As a Ph.D. candidate and Fulbright Scholar at the University of Oxford (University College), Ethan’s dissertation examines how to effectively structure and implement corporate-NGO clean cookstove partnerships in India. He holds an M.Phil. in Politics (Comparative Government) from Oxford, and a B.S. in Economics from the Wharton School, University of Pennsylvania, where he was a Benjamin Franklin Scholar and a Sol Feinstone Award recipient. After Wharton, Ethan spent two years in the private sector focused on emerging markets. Ethan is a Board Member of Re-Emerging World, an emerging market strategic advisory firm; Hands Up For Darfur, which raises funds for local relief organizations in Sudan; and Vice President of the Board of Ahuyu, a U.S.-based non-profit that is expanding access to clean cookstoves for poor people in Latin America. He is also a Senior Fellow of Humanity In Action; served as a district leader in Ohio on the 2008 Obama Presidential Campaign; worked as an economic development consultant to UNDP in Chernobyl; and served as Head of the U.S. Team on Climate Change for the G8 Research Group.

As a Fellow

Building on his doctoral dissertation, Ethan’s project as a Sauvé Fellow was to collaborate with BioLite to bring to market smokeless cookstoves for low-income families in developing countries. He helped BioLite design and develop its: channel partnership and scaling strategy; pilot programs; end-to-end value chain; and carbon financing model. He also plans to publish at least two articles in prestigious journals, focused on debunking the so-called ‘poverty penalty’ and codifying the common pitfalls of market-based poverty alleviation strategies.  He also served as Lead Technical Expert on the World Bank’s 2012 ‘State of the Cookstove Sector’ report.

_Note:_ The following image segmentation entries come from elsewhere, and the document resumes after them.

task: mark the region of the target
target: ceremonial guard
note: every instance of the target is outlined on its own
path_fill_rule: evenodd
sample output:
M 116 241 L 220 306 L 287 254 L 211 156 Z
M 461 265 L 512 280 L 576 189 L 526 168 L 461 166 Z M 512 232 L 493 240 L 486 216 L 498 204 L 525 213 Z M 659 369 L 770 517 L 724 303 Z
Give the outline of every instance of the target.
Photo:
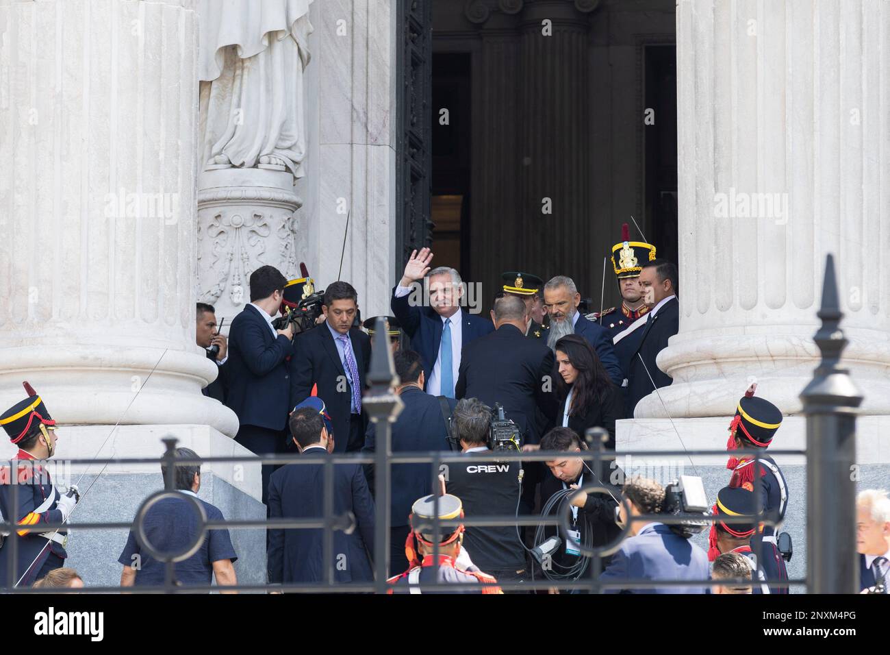
M 23 385 L 28 397 L 0 416 L 0 425 L 19 446 L 14 457 L 18 463 L 16 471 L 12 471 L 9 466 L 0 468 L 0 514 L 5 517 L 0 520 L 20 526 L 17 530 L 14 569 L 10 558 L 13 550 L 12 540 L 16 537 L 0 532 L 0 591 L 4 587 L 30 585 L 64 566 L 68 557 L 67 530 L 41 531 L 40 526 L 68 520 L 77 503 L 77 488 L 71 487 L 68 495 L 63 495 L 53 487 L 46 468 L 39 463 L 55 453 L 55 421 L 31 386 L 28 382 Z
M 739 400 L 735 416 L 729 426 L 729 439 L 726 448 L 730 452 L 738 448 L 746 450 L 769 447 L 779 426 L 781 425 L 781 411 L 765 398 L 755 397 L 756 384 L 752 384 L 745 396 Z M 788 484 L 779 465 L 767 454 L 763 454 L 755 464 L 755 458 L 749 454 L 740 458 L 730 457 L 726 468 L 732 471 L 729 486 L 742 487 L 750 484 L 752 490 L 760 495 L 760 505 L 764 515 L 775 523 L 761 525 L 751 536 L 751 545 L 761 542 L 763 561 L 760 562 L 767 579 L 787 580 L 788 571 L 785 560 L 791 559 L 791 552 L 781 552 L 779 548 L 779 528 L 785 518 L 788 508 Z M 783 535 L 790 542 L 788 535 Z M 773 594 L 788 594 L 788 587 L 773 587 Z
M 608 330 L 614 339 L 649 311 L 649 307 L 643 300 L 639 280 L 643 262 L 655 258 L 655 246 L 645 242 L 630 241 L 630 231 L 625 223 L 621 225 L 621 242 L 612 246 L 611 258 L 621 293 L 621 306 L 588 314 L 587 318 Z
M 714 523 L 708 539 L 708 559 L 714 561 L 725 553 L 738 553 L 751 568 L 751 579 L 760 583 L 754 585 L 753 593 L 772 594 L 769 585 L 765 584 L 769 577 L 763 568 L 757 566 L 756 555 L 751 549 L 750 540 L 757 528 L 754 486 L 745 482 L 741 487 L 723 487 L 717 492 L 716 503 L 711 512 Z M 744 517 L 747 520 L 726 523 L 726 517 Z M 765 553 L 764 556 L 768 555 Z
M 279 307 L 279 312 L 282 316 L 289 316 L 290 314 L 295 313 L 294 319 L 296 323 L 296 327 L 294 330 L 295 334 L 299 334 L 302 331 L 300 323 L 303 316 L 312 316 L 313 309 L 315 309 L 317 314 L 320 315 L 320 298 L 319 299 L 316 307 L 307 306 L 303 306 L 302 307 L 300 307 L 300 304 L 303 300 L 311 299 L 314 295 L 315 280 L 309 277 L 308 273 L 303 277 L 298 277 L 295 280 L 288 280 L 287 283 L 285 284 L 284 291 L 281 294 L 281 305 Z M 318 316 L 314 317 L 318 318 Z
M 371 346 L 374 346 L 374 334 L 376 332 L 375 326 L 377 324 L 377 319 L 381 316 L 371 316 L 367 321 L 361 323 L 362 327 L 365 328 L 365 332 L 368 332 L 368 336 L 371 338 Z M 395 316 L 383 316 L 384 321 L 386 321 L 386 335 L 390 338 L 390 350 L 395 355 L 399 348 L 401 348 L 401 323 L 399 323 L 399 319 Z
M 405 542 L 405 555 L 409 569 L 400 576 L 393 576 L 387 582 L 391 585 L 390 594 L 420 594 L 421 585 L 439 584 L 459 585 L 455 589 L 428 591 L 433 594 L 502 594 L 497 580 L 482 573 L 470 561 L 466 552 L 461 547 L 464 541 L 464 526 L 443 527 L 439 541 L 438 567 L 433 559 L 432 521 L 436 515 L 436 501 L 439 503 L 439 519 L 449 520 L 464 518 L 464 507 L 460 498 L 450 494 L 444 495 L 426 495 L 418 499 L 411 507 L 409 520 L 411 531 Z
M 530 273 L 522 273 L 521 271 L 508 271 L 502 274 L 501 277 L 504 278 L 504 293 L 519 296 L 525 302 L 525 308 L 528 310 L 530 316 L 526 323 L 525 336 L 530 339 L 546 340 L 549 325 L 543 325 L 534 318 L 530 318 L 532 306 L 535 304 L 536 299 L 539 298 L 541 288 L 544 286 L 544 280 L 538 275 L 533 275 Z

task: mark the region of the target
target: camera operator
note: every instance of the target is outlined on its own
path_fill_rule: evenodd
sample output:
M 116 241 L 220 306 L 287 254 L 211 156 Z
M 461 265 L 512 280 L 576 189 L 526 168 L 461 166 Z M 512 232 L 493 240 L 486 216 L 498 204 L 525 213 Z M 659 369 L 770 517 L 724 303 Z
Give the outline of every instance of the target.
M 229 359 L 229 343 L 225 335 L 219 332 L 214 306 L 199 302 L 196 309 L 195 342 L 205 348 L 207 359 L 216 364 L 218 371 L 216 380 L 202 389 L 201 393 L 224 404 L 226 369 L 223 364 Z
M 498 462 L 497 453 L 489 447 L 491 408 L 477 398 L 464 398 L 452 416 L 452 438 L 459 440 L 467 462 L 443 467 L 446 491 L 463 501 L 469 518 L 514 515 L 521 464 Z M 480 569 L 499 582 L 526 579 L 525 548 L 515 526 L 468 527 L 464 547 Z
M 626 525 L 634 517 L 660 514 L 665 504 L 665 488 L 658 482 L 635 478 L 622 489 L 630 502 L 630 516 L 625 504 L 619 505 L 619 520 Z M 699 546 L 653 520 L 630 522 L 631 536 L 612 555 L 611 563 L 600 576 L 601 582 L 644 578 L 648 580 L 707 580 L 708 555 Z M 653 589 L 607 589 L 607 594 L 706 594 L 706 586 L 659 586 Z
M 587 445 L 570 428 L 554 428 L 541 439 L 542 451 L 559 451 L 562 453 L 580 454 L 587 450 Z M 555 575 L 546 576 L 550 579 L 561 578 L 568 581 L 589 577 L 593 569 L 580 560 L 583 555 L 576 545 L 583 543 L 588 547 L 600 546 L 613 541 L 620 529 L 615 525 L 615 508 L 618 506 L 618 489 L 613 488 L 613 495 L 607 494 L 587 494 L 581 492 L 568 495 L 570 489 L 577 489 L 585 485 L 595 484 L 606 487 L 609 483 L 606 463 L 601 463 L 601 471 L 594 475 L 589 465 L 580 457 L 564 457 L 548 460 L 544 463 L 552 475 L 546 475 L 541 480 L 541 501 L 545 512 L 559 512 L 558 503 L 568 502 L 571 504 L 571 535 L 558 534 L 554 528 L 538 530 L 545 538 L 558 536 L 561 542 L 557 550 L 549 553 L 551 570 Z M 568 538 L 570 537 L 570 540 Z M 536 536 L 535 542 L 540 545 L 545 538 Z M 574 542 L 574 543 L 573 543 Z M 603 564 L 609 560 L 603 558 Z
M 235 440 L 257 454 L 284 450 L 290 404 L 290 373 L 285 358 L 291 354 L 293 324 L 272 327 L 284 297 L 287 278 L 274 266 L 260 266 L 250 275 L 250 302 L 229 330 L 229 385 L 226 405 L 238 414 Z M 308 393 L 306 394 L 309 395 Z M 263 466 L 263 503 L 269 493 L 273 466 Z

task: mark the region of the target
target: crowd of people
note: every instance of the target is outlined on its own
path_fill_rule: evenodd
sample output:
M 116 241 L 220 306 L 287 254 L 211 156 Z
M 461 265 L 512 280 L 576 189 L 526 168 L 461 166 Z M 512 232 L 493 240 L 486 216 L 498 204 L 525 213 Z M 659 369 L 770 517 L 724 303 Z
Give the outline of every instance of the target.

Ethan had a 30-minute nationally televised interview on social entrepreneurship with Robert Scully on PBS; delivered a TEDxMontreal Talk on indoor air pollution and ultra-clean cookstoves; and gave several lectures at McGill’s Desautels Faculty of Management and Concordia’s Department of Communication Studies. He also submitted an article for publication debunking the so-called ‘poverty penalty’.